Video stills from the music video is presented on this page, including rare pictures from the edited version of the video. For unknown reasons, the video was edited after Kurt's death: The third verse got new footage, including rather obscure shots of Kurt lying on the ground amongst flowers.

Instead of the footage of the band, the little girl is featured a lot more in this version of the video, standing next to the old man in a hospital bed, with the fat lady, showing a wheelchair along a road, standing in a field of flowers, standing in front of the cross with the crows and her heart starting to bleed. The rest of the video was left as it was. MTV and M2 (also known as MTV2) have aired both versions of the video.

Kurt told several interviewers that the song was inspired by seeing documentaries and news features on terminally ill children. The song's alternate moments of gentle sadness and angry sarcasm may be emotionally true to those real-life situations. But Kurt also seemed to be taking a look at his relationship with Courtney. Much as he described in the symbiotic connection between the two babies in "Drain You," Kurt's relationship with his wife is not illuminated with standard romantic couplets - instead there is talk of cancer, umbilical cords and 'meat-eating orchids.' Kurt said he liked orchids because they reminded him of vaginas. There are orchids scattered among the medical models of embryos and uteruses in the artwork Kurt designed for the back of "In Utero."

The title of the song is taken from Kurt and Courtney's mutual interest in heart-shaped boxes, which they both collected. There were shelves filled with them at the Hollywood homes the couple shared through most of 1992.

Kurt spoke of his relationship with Courtney in a November 1993 interview with Gavin Edwards in "Details" magazine.

"Everyone thinks of me as this sad little spineless puppy who needs to be taken care of.
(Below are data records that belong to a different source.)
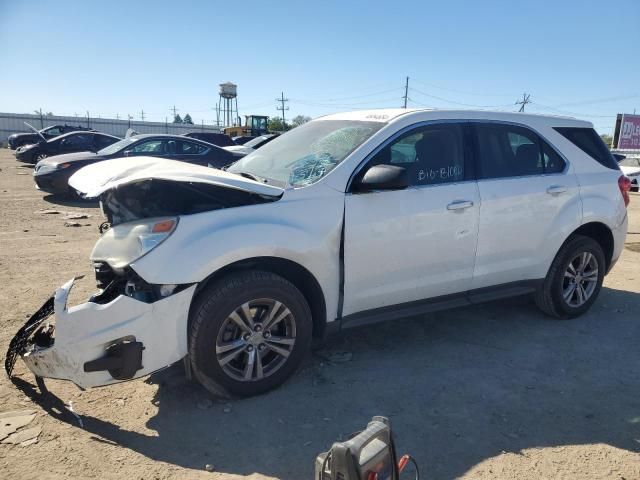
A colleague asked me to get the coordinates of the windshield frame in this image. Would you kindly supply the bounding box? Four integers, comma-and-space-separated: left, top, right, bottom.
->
227, 119, 387, 189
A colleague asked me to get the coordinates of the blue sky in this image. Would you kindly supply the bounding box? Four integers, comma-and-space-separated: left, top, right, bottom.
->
0, 0, 640, 133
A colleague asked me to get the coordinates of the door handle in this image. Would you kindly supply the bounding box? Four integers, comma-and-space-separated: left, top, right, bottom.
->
447, 200, 473, 210
547, 185, 567, 195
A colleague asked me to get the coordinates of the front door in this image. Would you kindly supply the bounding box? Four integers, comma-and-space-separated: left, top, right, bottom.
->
342, 123, 479, 316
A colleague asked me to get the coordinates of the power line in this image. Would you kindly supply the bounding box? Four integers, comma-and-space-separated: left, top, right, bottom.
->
515, 93, 531, 112
403, 77, 409, 108
276, 92, 289, 124
412, 78, 511, 98
410, 87, 513, 108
It sickens me. When I first met Courtney, I thought of her as this totally independent, self-serving person and I really respected her for that - that is why I fell in love with her. Since we have been married, I have found that she is a bit more insecure. I am glad - it is nice to know she is not going to take off one day. I did not think I would ever have a best friend, let alone a mate".
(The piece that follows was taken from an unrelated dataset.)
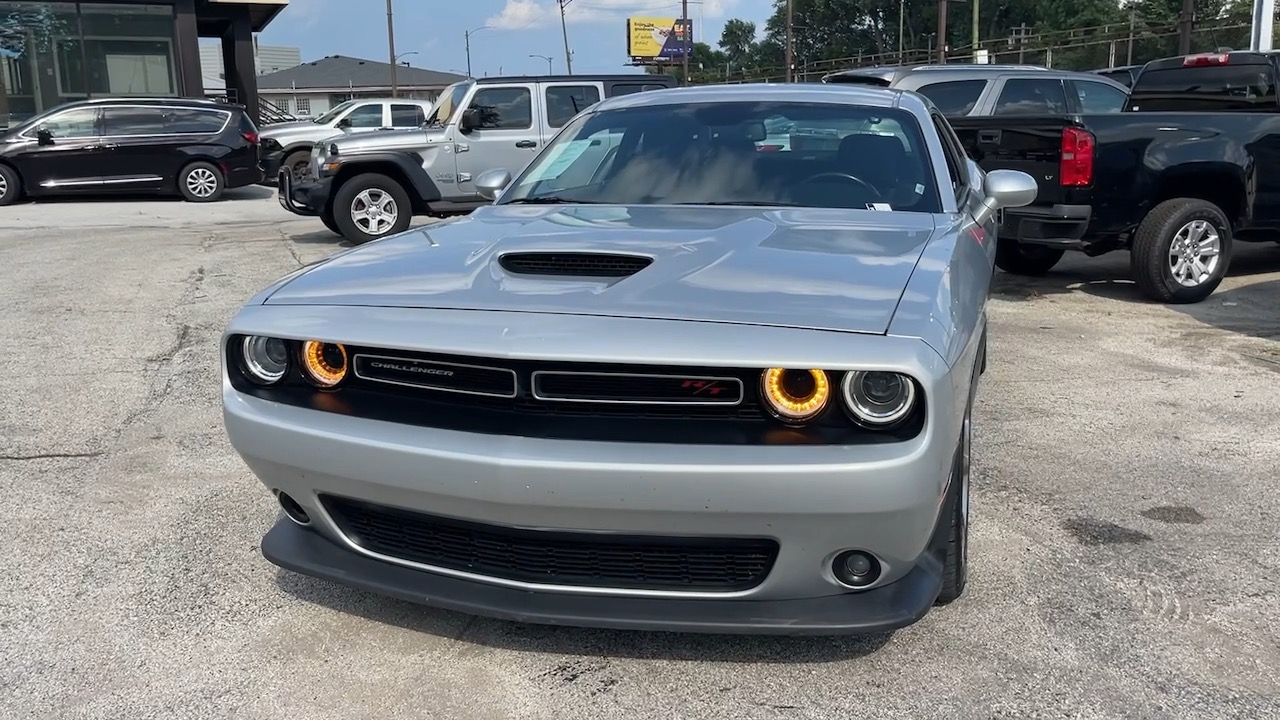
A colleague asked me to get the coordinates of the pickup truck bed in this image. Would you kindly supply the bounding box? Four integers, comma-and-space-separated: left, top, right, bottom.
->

In the June 1995 issue of "Musician," Krist Novoselic spoke out against pending music censorship bills that were working their way through a number of state legislatures. To make his point, Krist used a line from "Heart-Shaped Box" to show the folly of turning words and lyrics into criminal acts:

"One of the lines is 'broken hymen of your highness.' In that song, the word 'hymen' is used as a metaphor. In the context of these censorship bills, if you were to discuss the hymen as a normal, natural part of the female anatomy with a teenager, you would technically be breaking the law."

The "Heart-Shaped Box" video received two MTV Video Music Awards in 1994, one for best alternative video, and one for best art direction. Dave Grohl, Krist Novoselic and Pat Smear accepted the award on behalf of the then-deceased band, Dave making an emotional speech of how he thinks about Kurt every day and he misses him. Krist later showed up on stage and presented a video compilation in honour of Kurt Cobain.

Kevin Kerslake, director of Nirvana's "Come As You Are," "In Bloom" and "Sliver" videos, sued the band for stealing his ideas for the music video. When Kurt died, he dropped the case.